We're creating a very simple programming language, using Flex and Bison for parsing and syntax analysis, and using C to build the compiler.
Before going straight to assembly, we're creating an abstract syntax tree from the language rules. But we're having trouble representing one specific function from the language.
The function is described as follows:
FILTERC: It takes a condition and an expression list as input and it returns how many of those expressions match the condition. It can be a single or compund condition.
It is used in this form: FILTERC (condition, [expression list])
The condition has to have an underscore before each element, representing where the expressions should be placed for comparison. Example: FILTERC ( _>4 and _<=6.5 , [a+c,b,c-a,d])
This is how the "filterc" function is expressed in BNF rules (we actually used tokens with Flex, but I simplified it with the actual characters since that's not the point and the syntax analysis is correctly done by Bison):
filter ::= FILTERC ( condition_filter , [ expression_list ] )
;
condition_filter ::= comparison_filter | comparison_filter AND comparison_filter | comparison_filter OR comparison_filter
;
comparison_filter ::= _ > expression | _ < expression | _ == expression | _ >= expression | _ <= expression | _ != expression
;
expression_list ::= expression | expression , expression_list
;
expression: term | expression + term | expression - term
;
term: factor | term * factor | term / factor
;
factor: ID | INT_LITERAL | REAL_LITERAL | STRING_LITERAL | ( expression ) | filter
;
We now have to write functions that create the nodes of the abstract syntax tree. At low level, the "filterc" function is nothing but a bunch of "IF" to verify that each one of the expressions matches the condition, only that now the expressions will be placed where the underscore is. So it would be something like: (expression) (comparison operator) (condition)

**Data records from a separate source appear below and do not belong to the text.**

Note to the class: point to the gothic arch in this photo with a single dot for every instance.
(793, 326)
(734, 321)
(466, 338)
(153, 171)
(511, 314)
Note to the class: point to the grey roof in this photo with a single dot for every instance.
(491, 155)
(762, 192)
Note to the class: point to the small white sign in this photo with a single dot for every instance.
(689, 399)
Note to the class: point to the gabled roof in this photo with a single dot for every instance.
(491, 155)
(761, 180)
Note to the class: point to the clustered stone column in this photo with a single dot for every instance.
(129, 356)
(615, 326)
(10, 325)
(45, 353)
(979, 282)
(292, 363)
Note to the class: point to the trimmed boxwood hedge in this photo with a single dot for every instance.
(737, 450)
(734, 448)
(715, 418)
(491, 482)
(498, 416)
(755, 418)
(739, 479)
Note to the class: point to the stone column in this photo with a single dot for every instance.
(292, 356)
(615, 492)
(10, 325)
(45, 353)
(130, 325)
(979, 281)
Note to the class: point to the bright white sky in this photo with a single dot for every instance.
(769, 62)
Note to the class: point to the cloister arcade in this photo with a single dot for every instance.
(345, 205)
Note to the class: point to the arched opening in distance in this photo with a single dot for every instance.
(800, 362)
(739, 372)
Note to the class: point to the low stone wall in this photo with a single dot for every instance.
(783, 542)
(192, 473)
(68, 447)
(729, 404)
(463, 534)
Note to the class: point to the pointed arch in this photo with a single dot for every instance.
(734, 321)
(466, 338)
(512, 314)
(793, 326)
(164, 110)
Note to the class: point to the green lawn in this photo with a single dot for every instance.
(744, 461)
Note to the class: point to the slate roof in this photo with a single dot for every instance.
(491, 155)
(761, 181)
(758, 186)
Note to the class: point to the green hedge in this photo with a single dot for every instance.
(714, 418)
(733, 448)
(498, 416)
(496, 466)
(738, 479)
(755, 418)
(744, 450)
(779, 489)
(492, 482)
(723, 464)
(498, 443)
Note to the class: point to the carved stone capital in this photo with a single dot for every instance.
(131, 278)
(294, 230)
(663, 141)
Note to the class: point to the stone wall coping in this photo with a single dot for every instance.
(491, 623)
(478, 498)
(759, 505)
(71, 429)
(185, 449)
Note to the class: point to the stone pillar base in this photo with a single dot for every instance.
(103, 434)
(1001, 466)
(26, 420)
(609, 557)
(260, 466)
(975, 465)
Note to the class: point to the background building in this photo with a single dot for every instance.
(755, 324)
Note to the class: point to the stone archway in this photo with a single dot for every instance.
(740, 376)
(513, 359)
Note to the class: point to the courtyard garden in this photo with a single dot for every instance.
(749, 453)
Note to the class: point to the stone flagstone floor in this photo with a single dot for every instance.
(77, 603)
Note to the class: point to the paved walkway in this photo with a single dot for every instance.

The thing is, the actual FILTERC sentence is read "backwards": the expressions are read first and then compared to the condition. But the program is read sequentially: the underscore is read before the actual expression is found. So we're really confused as to how to build the tree.

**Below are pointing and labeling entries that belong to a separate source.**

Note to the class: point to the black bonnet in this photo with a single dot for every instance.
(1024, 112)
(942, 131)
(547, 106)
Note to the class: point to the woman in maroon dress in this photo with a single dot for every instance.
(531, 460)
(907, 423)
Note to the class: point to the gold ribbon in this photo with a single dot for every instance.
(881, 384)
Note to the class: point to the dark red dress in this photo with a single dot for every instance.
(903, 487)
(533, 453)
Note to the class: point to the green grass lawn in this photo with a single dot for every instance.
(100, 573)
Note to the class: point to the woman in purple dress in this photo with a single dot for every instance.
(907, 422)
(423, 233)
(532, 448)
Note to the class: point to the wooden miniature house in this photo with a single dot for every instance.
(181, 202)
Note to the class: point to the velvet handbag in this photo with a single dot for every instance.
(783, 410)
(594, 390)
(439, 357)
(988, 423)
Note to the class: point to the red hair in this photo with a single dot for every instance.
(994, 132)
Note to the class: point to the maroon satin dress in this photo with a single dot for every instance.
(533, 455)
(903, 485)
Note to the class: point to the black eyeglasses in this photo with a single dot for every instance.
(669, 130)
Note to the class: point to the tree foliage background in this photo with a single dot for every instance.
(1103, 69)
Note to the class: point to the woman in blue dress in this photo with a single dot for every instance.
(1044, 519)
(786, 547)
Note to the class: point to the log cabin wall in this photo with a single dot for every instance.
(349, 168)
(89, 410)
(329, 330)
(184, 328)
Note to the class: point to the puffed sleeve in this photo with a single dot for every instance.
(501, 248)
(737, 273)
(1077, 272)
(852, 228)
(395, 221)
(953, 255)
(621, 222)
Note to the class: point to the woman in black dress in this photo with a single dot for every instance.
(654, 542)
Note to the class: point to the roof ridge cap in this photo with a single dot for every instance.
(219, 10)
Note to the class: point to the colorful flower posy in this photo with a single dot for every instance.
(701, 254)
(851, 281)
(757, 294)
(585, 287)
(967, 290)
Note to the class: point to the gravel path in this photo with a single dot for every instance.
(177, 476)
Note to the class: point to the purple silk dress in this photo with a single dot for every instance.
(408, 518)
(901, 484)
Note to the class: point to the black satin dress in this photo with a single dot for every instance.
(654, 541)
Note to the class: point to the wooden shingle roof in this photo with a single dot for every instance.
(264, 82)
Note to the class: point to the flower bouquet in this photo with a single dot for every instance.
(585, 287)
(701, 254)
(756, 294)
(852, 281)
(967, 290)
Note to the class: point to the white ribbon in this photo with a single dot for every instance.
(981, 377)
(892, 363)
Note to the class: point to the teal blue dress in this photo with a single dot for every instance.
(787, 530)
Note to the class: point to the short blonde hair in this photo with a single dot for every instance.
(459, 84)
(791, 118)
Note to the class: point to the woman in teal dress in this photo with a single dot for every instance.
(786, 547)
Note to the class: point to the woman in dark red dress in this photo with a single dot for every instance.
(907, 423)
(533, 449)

I'm not going to add all the code we use to create the nodes and leaves of the tree or this would be a total mess. But basically, there is a function that creates nodes with 2 children (left and right) and when there shouldn't be any children, those pointers are set to null. The basic structure we use is to place the operator in the root node and the operands as the children (e.g.: in an "if" sentence, the "if" keyword should be the root, the condition would be the left child and the code block to execute if true would be the right child). Like this:
IF condition THEN block {thenPtr = blockPtr;} ENDIF {createNode("if", conditionPtr, thenPtr);}
("condition" and "block" are defined elsewhere, where their pointers are created).
We were able to successfully create the tree for the expression regex and for all the other rules in the language, but this "filter" function is really confusing.

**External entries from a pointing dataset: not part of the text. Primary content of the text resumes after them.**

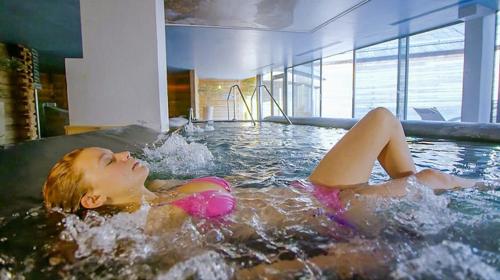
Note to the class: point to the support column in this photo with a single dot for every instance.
(121, 79)
(479, 57)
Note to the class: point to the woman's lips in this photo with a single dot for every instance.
(135, 164)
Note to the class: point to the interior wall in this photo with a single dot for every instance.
(179, 93)
(214, 93)
(122, 78)
(54, 89)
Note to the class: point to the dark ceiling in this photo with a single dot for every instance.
(52, 27)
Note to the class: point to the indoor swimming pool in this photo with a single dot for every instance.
(277, 230)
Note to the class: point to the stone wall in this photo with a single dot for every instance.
(17, 106)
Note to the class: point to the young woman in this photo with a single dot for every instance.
(94, 177)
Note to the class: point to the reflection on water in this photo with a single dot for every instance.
(422, 236)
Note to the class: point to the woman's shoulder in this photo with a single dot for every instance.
(164, 185)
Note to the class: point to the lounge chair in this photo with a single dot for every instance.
(432, 114)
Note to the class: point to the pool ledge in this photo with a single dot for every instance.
(483, 132)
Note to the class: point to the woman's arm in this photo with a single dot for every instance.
(436, 180)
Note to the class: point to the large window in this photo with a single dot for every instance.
(289, 91)
(337, 76)
(435, 74)
(265, 98)
(496, 93)
(306, 90)
(376, 78)
(278, 82)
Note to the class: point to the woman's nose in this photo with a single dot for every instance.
(124, 156)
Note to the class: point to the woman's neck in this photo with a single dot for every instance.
(138, 197)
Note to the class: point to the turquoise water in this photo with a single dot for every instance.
(453, 235)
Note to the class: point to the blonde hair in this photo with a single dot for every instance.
(65, 186)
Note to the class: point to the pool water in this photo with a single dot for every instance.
(453, 235)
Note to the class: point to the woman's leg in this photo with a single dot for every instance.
(378, 135)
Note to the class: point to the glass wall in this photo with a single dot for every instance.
(376, 78)
(435, 74)
(278, 91)
(306, 90)
(495, 92)
(265, 98)
(350, 84)
(336, 98)
(289, 91)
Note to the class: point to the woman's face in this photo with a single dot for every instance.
(115, 176)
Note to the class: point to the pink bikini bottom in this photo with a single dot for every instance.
(208, 204)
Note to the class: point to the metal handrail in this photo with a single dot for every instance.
(234, 103)
(274, 100)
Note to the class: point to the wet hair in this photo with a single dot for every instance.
(65, 187)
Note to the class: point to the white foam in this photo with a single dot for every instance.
(420, 209)
(177, 156)
(102, 235)
(448, 260)
(208, 265)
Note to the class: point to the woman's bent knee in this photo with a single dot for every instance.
(382, 116)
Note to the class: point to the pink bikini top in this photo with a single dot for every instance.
(208, 204)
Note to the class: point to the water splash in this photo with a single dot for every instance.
(420, 210)
(447, 260)
(208, 265)
(177, 156)
(97, 234)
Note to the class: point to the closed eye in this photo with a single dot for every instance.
(111, 160)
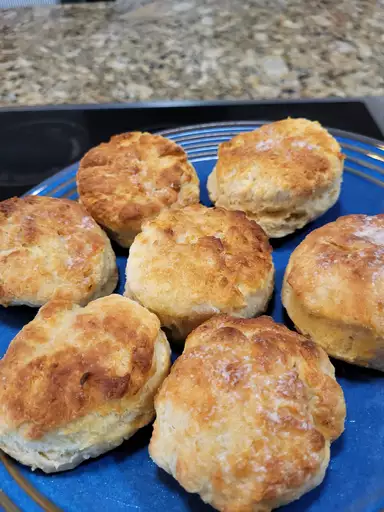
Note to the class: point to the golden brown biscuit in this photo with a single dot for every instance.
(334, 289)
(246, 416)
(76, 382)
(282, 175)
(131, 179)
(192, 263)
(52, 247)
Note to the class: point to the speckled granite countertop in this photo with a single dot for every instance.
(135, 50)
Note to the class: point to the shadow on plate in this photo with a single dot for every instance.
(191, 501)
(292, 241)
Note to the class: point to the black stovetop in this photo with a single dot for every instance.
(38, 142)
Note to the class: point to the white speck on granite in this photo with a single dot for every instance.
(197, 50)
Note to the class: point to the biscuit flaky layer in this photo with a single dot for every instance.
(192, 263)
(283, 175)
(75, 382)
(246, 416)
(52, 248)
(131, 179)
(334, 288)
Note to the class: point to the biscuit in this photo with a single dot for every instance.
(52, 248)
(190, 264)
(282, 175)
(247, 414)
(131, 179)
(334, 289)
(75, 382)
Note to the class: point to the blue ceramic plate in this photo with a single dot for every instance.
(125, 479)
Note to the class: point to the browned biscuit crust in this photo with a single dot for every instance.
(283, 175)
(334, 288)
(77, 381)
(246, 416)
(132, 178)
(192, 263)
(52, 248)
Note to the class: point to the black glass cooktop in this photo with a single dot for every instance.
(38, 142)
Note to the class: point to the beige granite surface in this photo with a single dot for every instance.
(191, 49)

It is true that when the parser reads a piece of an expression (e.g., the ">"), it hasn't got enough to build the tree for the expression. That same is true for any concept ("nonterminal") in your language. And from that perspective I see you you can be confused.
Apparantly you don't understand how LR parsers like Bison work. Assume we have rules R1, R2, ... with rules have right hand sides, e.g., Rn = T1 T2 T3 ; with each rule having a right hand side length of L(Rn).
The key idea that you need, is that an LR parser collects ("stacks", yes it really uses a stack of tokens) tokens from the input stream, left to right. These steps are called "shifts". The parser shifts repeatedly, continually looking for situations which indicate that enough tokens have been read (e.g., T1, T2, then T3) to satisfy the right hand side of some grammar rule Rn. The magic of the parser generator and the LR tables it produces allows the parser to keep efficient track of all the "live" rules at once and we're not going to discuss that further here.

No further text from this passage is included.